If other libraries like Hilt still use KAPT, you can run both plugins side by side — but aim to eliminate KAPT fully. Mixed mode negates most of the KSP speed gain because KAPT still triggers a full `kaptGenerateStubs` task.
## Step 2 — Convert DAOs to Coroutines-First
Room 3.0 makes `suspend` functions and `Flow` returns the default contract. Let me show you a pattern I use in every project.
Before (Room 2.x):
kotlin
@dao
interface UserDao {
@Query("SELECT * FROM users WHERE id = :id")
fun getUserById(id: Long): LiveData
@Insert
fun insertUser(user: User): Long
}
After (Room 3.0 idiomatic):
kotlin
@dao
interface UserDao {
@Query("SELECT * FROM users WHERE id = :id")
fun getUserById(id: Long): Flow
@Insert
suspend fun insertUser(user: User): Long
}
If your UI layer still needs `LiveData`, convert at the ViewModel boundary:
kotlin
val user: LiveData = userDao.getUserById(id).asLiveData()

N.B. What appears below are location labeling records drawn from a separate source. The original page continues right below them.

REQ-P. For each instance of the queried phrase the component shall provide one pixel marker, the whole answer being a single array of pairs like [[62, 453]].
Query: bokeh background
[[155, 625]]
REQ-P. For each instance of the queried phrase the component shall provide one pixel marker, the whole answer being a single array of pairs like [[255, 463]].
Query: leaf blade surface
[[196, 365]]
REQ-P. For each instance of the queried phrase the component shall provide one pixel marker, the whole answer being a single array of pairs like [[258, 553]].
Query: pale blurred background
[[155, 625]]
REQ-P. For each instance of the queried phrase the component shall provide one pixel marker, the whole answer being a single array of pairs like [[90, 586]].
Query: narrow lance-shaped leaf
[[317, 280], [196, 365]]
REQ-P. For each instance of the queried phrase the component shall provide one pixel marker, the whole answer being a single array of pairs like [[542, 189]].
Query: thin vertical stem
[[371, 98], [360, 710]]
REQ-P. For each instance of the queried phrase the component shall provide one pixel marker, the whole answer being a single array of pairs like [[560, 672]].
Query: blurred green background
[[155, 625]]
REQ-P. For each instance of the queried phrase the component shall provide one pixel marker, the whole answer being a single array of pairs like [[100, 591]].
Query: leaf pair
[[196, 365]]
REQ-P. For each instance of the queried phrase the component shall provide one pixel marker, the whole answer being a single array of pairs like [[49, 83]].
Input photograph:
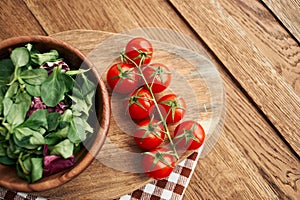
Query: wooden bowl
[[75, 59]]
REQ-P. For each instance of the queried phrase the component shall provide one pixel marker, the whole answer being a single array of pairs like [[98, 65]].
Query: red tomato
[[149, 134], [158, 163], [139, 104], [139, 50], [158, 76], [122, 78], [172, 108], [189, 135]]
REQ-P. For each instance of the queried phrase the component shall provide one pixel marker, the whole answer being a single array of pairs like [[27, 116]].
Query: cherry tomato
[[149, 134], [139, 50], [158, 163], [122, 78], [172, 108], [189, 135], [158, 76], [139, 104]]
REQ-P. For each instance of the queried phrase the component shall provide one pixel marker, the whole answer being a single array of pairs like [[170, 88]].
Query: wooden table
[[255, 47]]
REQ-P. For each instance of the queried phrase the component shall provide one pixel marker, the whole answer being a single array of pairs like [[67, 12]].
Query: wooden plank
[[16, 22], [260, 168], [288, 13], [257, 51], [212, 170], [248, 162]]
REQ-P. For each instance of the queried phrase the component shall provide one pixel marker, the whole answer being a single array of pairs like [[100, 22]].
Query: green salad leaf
[[41, 58], [53, 89]]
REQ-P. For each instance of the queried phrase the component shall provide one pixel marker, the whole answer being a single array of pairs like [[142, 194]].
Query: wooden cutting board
[[116, 171]]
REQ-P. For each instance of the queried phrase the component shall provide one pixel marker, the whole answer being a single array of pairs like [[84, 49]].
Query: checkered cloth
[[172, 187]]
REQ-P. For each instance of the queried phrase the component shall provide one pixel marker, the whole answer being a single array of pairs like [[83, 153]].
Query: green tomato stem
[[155, 103]]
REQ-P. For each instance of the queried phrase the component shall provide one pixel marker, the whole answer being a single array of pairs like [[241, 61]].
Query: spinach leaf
[[37, 120], [6, 71], [2, 93], [34, 76], [7, 161], [68, 81], [12, 90], [53, 89], [33, 90], [77, 131], [19, 109], [64, 149], [20, 57], [7, 103], [53, 120], [41, 58], [28, 138], [37, 169], [21, 174]]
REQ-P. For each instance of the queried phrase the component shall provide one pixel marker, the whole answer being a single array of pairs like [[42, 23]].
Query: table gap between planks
[[250, 160]]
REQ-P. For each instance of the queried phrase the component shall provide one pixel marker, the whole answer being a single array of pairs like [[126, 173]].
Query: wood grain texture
[[16, 20], [235, 166], [258, 52], [249, 158], [288, 13]]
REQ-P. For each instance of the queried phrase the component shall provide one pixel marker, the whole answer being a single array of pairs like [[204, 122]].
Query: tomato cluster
[[139, 80]]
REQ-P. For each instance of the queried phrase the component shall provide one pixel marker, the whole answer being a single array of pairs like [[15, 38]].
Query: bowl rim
[[67, 175]]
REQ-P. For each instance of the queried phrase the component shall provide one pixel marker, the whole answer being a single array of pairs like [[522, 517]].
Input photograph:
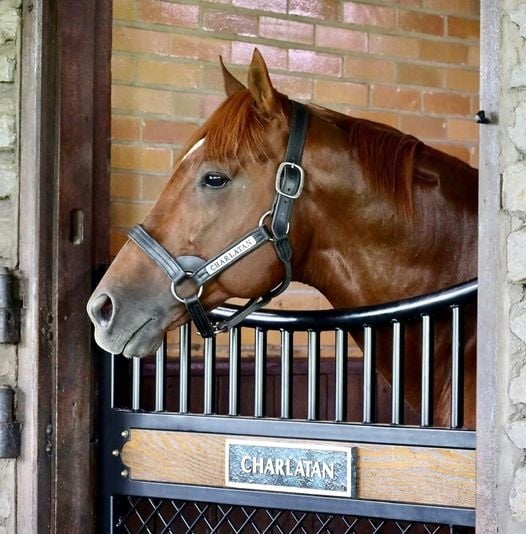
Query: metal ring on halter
[[181, 299], [269, 213]]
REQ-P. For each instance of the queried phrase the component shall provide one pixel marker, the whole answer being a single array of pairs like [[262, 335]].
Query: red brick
[[276, 6], [202, 48], [446, 103], [275, 58], [449, 6], [383, 117], [423, 127], [125, 128], [318, 9], [125, 185], [140, 158], [296, 87], [384, 96], [460, 152], [411, 74], [441, 52], [463, 28], [286, 30], [122, 68], [342, 38], [412, 21], [160, 12], [463, 130], [340, 92], [141, 99], [167, 73], [226, 22], [145, 41], [369, 15], [315, 62], [368, 68], [394, 46], [463, 80], [163, 131]]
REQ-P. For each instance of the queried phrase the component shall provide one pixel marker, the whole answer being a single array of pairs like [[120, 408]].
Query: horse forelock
[[387, 159], [235, 131]]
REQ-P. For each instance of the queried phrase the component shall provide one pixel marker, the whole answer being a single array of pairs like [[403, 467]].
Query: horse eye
[[215, 180]]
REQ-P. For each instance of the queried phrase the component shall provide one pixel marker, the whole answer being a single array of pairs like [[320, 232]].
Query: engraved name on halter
[[231, 254]]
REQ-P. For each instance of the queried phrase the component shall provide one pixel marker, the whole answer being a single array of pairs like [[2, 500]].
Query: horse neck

This keeps your DAOs multiplatform-compatible and your data layer clean.
**Pro tip:** do this conversion *before* bumping to Room 3.0. These changes are backward-compatible with Room 2.6.x, so you can ship them as a separate PR with its own rollback path.
## Step 3 — Wire Up the KMP Web Target (Optional)
Room 3.0 adds a web target using SQLite compiled to WebAssembly. Here is the dependency setup:
kotlin
// In commonMain
dependencies {
implementation("androidx.room:room-runtime:3.0.0")
implementation("androidx.sqlite:sqlite-bundled:3.0.0")
}
// In wasmJsMain
dependencies {
implementation("androidx.sqlite:sqlite-driver-wasm:3.0.0")
}
Room uses platform-specific `SQLiteDriver` implementations — framework SQLite on Android, bundled native on iOS/desktop, and Wasm-compiled SQLite backed by Origin Private File System (OPFS) on web.
## Gotchas
Here is the gotcha that will save you hours:
1. **Mixed KAPT + KSP kills your build speed.** If Hilt is your last KAPT holdout, know that Hilt has supported KSP since 2.5.0. Migrate it too.
2. **LiveData DAOs still compile but carry hidden overhead.** Room 3.0 wraps them through coroutine internals, adding an unnecessary coroutine-to-LiveData bridge. The docs do not mention this, but your DAO performance degrades silently.
3. **Kotlin 2.0 compiler plugin compatibility.** Bumping Kotlin to 2.0+ can break other compiler plugins (Compose, serialization). Budget 1–3 hours to align all plugin versions. Check the [KSP releases page](https://github.com/google/ksp/releases) for version mappings.
4. **The web driver is async-only.** SQLite runs in a Web Worker, so synchronous DAO methods cannot work on the web target at all. This is exactly why the coroutines-first migration matters — do it first.
5. **Treat the web target as experimental.** OPFS storage quotas, browser edge cases, and cold-start performance need real-world validation. Start behind a feature flag.
## Conclusion
Room 3.0 is not a minor version bump — it replaces the foundation. But the migration path is straightforward if you break it into discrete steps: KSP first, coroutines second, web target last. Each step ships independently and each one delivers immediate value. The build time savings from KSP alone justify starting today.